Reading Round Up: April 2018
Looking over last year’s April Round Up, my stats were a measly 29% for my reading goal of 101 books for the year. I was also yipping about being so exhausted from taking on an extra AP class to teach.
Maybe I’m toughening up because this year I’m up to 35%, then again I am still exhausted from preparing students for double exams: AP Language and AP Literature. I yipped last post, so I shall refrain.
Reading in April happened primarily during Spring Break. The rest of the month consisted of concentrated teaching efforts. Too tired to read is not my happy place. Binge watching Dr Who kept me from eating chocolate during my stress crisis since I didn’t renew my gym membership this year. At least my stress relieving habits are improving. Wait–do I detect censure for watching four Who episodes at a sitting? Really–I was attempting to grade. Some points for trying to multi-tasking?
April reading highlights:
I made the mistake of taking this along as my Spring Break travel book. Not actually a cozy or enthralling read.
One of those books that is avoided for ever so long, ever knowing that it is a MUST read, especially for English Lit teachers. It’s almost embarrassing how long it took for me to finally read Joyce’s novel of groundbreaking importance. Admittedly, it was as tough as I thought it would be, but for different reasons than I originally anticipated.
I applaud the ingenuity and daring–the dialogue sequences, the emulation of thought constructs, the stream of consciousness; yet, Stephen is not a character of admiration making it difficult to invest of even care about his story.
Pulitzer Prizers are either outstanding or ponderous in my reading experience. Robinson’s Gilead falls somewhere in the mid zone. The writing is outstanding,the plot ponderously slow, if a book comprised of a continuous future epistolary journal is considered a plot.
There is much to appreciate in the depth of the theology Robinson presents, and there is a beauty in the understanding that the speaker reaches into his feelings for his main antagonist.
Deservedly a Pulitzer—just slow in the pace. Then again, not all books should be hurried through. This one in particular. However, it is doubtful I will continue with the other Gilead books.
Dr Who: Who-olgy by Cavan Scott, Mark Wright
Published to celebrate the 50th anniversary of Dr Who, this reference guide is designed for both beginners or experts; the book covers it all for Wholigans. Lots of trivia and background. Informative and entertaining–most def. Some info could be expanded, such as how psychic paper actually works, and why it doesn’t work on everyone, such as Shakespeare. I learned that while I enjoy the reboot series to a point–liking only two of the four, going on five doctors–I doubt I will be attending Comic Con to celebrate my fan status. I do ponder cosplay and vacillate between a Cyberman and Madame Pompadour.
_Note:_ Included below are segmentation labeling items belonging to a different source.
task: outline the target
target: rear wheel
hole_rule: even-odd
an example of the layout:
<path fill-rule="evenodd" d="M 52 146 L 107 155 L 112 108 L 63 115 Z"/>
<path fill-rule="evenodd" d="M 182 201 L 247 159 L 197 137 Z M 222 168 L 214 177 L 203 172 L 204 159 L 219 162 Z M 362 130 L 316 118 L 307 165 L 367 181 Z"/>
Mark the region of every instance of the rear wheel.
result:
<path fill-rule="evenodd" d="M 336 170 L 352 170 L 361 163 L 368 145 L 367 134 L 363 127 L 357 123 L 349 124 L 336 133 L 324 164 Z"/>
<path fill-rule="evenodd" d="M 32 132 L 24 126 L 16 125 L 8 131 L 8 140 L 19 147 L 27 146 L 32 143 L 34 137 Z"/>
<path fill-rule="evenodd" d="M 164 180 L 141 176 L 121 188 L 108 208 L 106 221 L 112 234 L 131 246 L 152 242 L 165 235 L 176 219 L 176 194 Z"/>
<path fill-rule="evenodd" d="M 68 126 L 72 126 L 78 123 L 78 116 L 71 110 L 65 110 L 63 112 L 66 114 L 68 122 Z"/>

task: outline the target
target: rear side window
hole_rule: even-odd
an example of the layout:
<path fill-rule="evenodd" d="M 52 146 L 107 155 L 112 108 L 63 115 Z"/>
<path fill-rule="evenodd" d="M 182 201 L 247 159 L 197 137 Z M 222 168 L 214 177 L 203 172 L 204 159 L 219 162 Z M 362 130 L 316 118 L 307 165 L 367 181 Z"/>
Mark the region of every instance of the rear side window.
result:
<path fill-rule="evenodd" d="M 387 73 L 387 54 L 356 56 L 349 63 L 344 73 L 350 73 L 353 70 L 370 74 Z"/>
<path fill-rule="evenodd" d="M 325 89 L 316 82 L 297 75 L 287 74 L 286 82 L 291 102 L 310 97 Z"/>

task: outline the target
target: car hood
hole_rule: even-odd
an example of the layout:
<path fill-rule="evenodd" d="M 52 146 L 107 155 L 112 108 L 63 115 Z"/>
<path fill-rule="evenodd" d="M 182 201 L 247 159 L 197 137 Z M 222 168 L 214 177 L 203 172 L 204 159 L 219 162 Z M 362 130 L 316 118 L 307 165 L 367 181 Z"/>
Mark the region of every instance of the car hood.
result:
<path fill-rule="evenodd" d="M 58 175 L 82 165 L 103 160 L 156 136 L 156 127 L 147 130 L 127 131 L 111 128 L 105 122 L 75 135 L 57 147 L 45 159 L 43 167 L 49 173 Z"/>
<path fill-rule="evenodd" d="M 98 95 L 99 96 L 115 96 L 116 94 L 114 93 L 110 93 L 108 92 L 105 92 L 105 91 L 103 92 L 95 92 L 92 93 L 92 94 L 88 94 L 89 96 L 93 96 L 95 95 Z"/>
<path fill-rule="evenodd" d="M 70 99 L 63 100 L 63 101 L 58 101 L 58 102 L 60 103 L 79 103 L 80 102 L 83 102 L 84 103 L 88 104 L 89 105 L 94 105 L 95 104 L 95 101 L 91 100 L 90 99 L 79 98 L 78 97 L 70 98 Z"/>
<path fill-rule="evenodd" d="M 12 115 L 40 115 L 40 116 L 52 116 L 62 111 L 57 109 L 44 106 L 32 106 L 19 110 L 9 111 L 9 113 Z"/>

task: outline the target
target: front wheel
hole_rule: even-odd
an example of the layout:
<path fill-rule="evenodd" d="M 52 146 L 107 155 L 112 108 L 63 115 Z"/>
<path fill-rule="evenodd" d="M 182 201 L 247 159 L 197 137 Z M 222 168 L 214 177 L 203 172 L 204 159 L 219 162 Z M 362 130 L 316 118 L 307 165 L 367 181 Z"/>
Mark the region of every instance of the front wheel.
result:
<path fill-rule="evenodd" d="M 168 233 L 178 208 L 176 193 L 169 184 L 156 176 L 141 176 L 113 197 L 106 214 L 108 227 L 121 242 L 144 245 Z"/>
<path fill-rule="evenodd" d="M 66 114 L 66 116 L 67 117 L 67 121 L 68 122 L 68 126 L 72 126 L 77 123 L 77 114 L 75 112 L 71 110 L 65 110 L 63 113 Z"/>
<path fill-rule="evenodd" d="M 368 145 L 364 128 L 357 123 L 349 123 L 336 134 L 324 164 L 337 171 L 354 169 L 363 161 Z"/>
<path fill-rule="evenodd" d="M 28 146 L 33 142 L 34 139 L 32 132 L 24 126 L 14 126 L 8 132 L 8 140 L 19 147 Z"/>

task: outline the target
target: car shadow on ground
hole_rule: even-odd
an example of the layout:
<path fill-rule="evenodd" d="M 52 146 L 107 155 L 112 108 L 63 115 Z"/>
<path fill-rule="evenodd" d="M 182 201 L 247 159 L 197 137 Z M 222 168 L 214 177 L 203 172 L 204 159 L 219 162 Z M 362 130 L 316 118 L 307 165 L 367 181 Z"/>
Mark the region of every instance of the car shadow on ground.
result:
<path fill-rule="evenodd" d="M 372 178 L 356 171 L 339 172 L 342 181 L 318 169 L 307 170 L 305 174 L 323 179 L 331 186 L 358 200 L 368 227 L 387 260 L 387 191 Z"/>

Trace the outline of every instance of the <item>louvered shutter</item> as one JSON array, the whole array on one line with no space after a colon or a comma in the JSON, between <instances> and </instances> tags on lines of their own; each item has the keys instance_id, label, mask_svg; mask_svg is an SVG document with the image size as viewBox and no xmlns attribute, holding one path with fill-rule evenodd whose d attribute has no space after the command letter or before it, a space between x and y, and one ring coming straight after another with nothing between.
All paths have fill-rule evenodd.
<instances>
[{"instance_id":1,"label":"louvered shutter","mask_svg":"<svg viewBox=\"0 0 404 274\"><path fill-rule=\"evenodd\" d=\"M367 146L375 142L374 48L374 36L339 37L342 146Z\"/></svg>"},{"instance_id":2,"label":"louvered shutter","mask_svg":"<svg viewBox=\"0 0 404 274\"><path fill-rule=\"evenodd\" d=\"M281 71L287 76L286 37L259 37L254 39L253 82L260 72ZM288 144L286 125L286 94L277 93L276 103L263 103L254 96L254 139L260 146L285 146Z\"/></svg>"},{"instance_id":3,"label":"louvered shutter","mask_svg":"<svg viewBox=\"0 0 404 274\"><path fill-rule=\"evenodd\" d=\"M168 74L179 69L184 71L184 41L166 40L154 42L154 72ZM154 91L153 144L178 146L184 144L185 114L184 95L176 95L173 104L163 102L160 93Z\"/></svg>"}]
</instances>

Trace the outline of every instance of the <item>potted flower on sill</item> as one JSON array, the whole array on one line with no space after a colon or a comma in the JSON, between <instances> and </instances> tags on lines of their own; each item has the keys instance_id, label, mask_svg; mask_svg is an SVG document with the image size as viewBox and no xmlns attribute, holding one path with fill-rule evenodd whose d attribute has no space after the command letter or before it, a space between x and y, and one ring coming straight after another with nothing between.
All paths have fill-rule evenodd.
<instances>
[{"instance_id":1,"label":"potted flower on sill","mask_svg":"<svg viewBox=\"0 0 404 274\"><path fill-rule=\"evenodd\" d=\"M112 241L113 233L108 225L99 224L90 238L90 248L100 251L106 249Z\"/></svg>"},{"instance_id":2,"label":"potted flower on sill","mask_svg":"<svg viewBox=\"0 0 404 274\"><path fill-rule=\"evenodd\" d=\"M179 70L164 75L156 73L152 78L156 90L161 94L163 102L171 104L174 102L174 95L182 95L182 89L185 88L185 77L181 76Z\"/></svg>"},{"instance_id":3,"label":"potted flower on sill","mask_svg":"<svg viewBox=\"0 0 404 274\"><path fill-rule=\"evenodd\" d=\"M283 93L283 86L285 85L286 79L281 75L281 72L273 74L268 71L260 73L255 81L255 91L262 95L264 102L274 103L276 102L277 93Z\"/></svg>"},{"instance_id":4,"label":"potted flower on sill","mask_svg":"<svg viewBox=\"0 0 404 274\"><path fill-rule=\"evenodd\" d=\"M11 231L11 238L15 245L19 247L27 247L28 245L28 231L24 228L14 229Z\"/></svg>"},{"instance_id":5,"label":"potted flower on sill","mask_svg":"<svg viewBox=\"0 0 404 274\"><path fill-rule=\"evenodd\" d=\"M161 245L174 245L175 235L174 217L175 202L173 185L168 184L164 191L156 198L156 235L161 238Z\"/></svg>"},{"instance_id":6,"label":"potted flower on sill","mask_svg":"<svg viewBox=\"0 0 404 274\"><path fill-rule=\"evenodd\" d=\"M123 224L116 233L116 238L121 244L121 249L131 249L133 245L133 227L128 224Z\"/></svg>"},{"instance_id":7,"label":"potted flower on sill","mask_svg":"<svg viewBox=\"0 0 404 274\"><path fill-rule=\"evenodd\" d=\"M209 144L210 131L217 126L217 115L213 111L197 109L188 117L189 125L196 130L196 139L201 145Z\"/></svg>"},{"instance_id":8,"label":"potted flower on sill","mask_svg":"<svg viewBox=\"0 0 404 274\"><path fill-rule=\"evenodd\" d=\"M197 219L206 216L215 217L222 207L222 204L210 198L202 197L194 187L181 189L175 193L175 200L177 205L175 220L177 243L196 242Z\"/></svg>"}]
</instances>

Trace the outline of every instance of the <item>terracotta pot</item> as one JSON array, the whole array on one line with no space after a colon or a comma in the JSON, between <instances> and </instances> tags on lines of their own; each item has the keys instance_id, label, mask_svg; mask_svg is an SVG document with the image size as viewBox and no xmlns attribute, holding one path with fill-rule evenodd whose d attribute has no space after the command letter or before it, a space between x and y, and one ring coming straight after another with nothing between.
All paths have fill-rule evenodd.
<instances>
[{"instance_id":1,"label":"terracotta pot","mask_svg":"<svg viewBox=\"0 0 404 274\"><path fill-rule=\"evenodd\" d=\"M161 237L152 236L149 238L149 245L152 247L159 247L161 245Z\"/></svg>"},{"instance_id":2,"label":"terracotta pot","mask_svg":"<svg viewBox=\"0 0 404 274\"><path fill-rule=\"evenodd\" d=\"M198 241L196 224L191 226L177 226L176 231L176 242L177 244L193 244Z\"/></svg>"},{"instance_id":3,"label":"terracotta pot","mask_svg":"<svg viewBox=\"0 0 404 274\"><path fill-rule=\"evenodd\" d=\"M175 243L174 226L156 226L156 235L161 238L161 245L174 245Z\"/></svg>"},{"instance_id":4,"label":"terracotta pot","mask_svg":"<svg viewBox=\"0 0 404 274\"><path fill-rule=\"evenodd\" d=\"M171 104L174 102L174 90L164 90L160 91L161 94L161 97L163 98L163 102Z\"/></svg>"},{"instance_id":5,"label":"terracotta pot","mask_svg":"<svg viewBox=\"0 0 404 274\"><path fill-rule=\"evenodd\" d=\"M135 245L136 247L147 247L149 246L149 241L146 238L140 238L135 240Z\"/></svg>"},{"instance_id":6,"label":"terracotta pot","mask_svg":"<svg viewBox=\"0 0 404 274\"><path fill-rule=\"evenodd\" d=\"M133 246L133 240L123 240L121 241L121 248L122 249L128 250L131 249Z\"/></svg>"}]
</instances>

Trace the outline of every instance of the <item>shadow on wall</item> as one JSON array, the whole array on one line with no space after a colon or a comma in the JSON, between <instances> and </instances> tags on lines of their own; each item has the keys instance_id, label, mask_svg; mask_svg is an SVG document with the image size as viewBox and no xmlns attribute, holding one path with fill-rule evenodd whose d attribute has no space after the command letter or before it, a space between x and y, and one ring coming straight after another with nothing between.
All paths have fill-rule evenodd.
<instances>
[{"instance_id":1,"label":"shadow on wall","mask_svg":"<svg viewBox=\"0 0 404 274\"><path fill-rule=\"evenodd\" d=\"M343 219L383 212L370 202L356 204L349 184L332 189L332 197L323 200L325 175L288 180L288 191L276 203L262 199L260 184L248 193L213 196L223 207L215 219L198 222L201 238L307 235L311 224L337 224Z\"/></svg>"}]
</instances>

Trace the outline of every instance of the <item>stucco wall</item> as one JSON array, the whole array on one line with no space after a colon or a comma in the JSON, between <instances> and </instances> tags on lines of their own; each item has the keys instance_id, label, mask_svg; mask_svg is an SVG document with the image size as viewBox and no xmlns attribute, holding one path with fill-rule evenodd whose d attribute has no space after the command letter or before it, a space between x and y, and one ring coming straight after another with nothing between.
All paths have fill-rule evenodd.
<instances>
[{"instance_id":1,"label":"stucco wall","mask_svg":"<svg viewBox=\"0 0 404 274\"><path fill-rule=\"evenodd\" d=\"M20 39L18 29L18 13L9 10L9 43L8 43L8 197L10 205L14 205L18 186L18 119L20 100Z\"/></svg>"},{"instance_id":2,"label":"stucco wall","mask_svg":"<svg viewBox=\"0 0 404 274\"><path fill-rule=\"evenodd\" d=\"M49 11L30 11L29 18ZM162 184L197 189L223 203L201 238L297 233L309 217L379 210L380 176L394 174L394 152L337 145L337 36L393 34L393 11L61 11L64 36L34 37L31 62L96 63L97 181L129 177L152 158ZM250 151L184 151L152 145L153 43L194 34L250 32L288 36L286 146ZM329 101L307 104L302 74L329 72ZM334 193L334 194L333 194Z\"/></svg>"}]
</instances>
Looking forward to May as I have arranged an extended weekend and plan to read, read, read, along with nap, nap, nap. I shall also partake in swallow watching since our condo balcony is in their nesting flight path. I just hope I don’t get conked by a stray golf ball. Two years in a row it’s been near misses. Absolutely a startling way to awaken from a dozy deck chair dream–a swish, tonk, crash. Not good. Not good. Some people should correct their slice before venturing out on the greens.
Wholigans, I like that name! The reboot does suffer from a writing problem, Peter Capaldi got a bad deal but with 45 minute episodes it does struggle where the old series could work an idea a lot more. Maybe I should use this as a flimsy excuse to rewatch a lot of old and new episodes, in the name of research, for something or other.
I have heard others mention Peter’s scripts weren’t the best, yet I like his doctor style so much I must not be as fastidious as some.
His style harked back to the earlier incarnations and I liked that, I like that he was a fan from the beginning of the show and had ties. The scripts were very mixed, some were terribly written, hopefully the writers will get their act together, the show needs to get back to its best quickly.
I appreciated David Tennant’s third series. The story where he was Smith the teacher showcased his acting ability. I wondered how anyone could fill his role, yet Peter does so quite well. I think he is very much like an older Tennant doctor might be.
I do like how each actor allows for a certain amount of character overlap, whether intentional or not. No doubt there will be an audio book where Tennant and Capaldi meet, soon enough.
Joyce, eh? You are a braver reader than I.
I can’t teach it if I don’t know it enough to refer it.Joyce and Ginny Woolf-oi. Not my go-to authors by any means.
Teach something easier. What “fun” author would you like to teach?
Bradbury? C.S. Lewis? Then again Shakespeare is a good time. I don’t teach Joyce much-even a short story tends to put my students into whiffles.
You could change things up and discuss That novel by Snooki.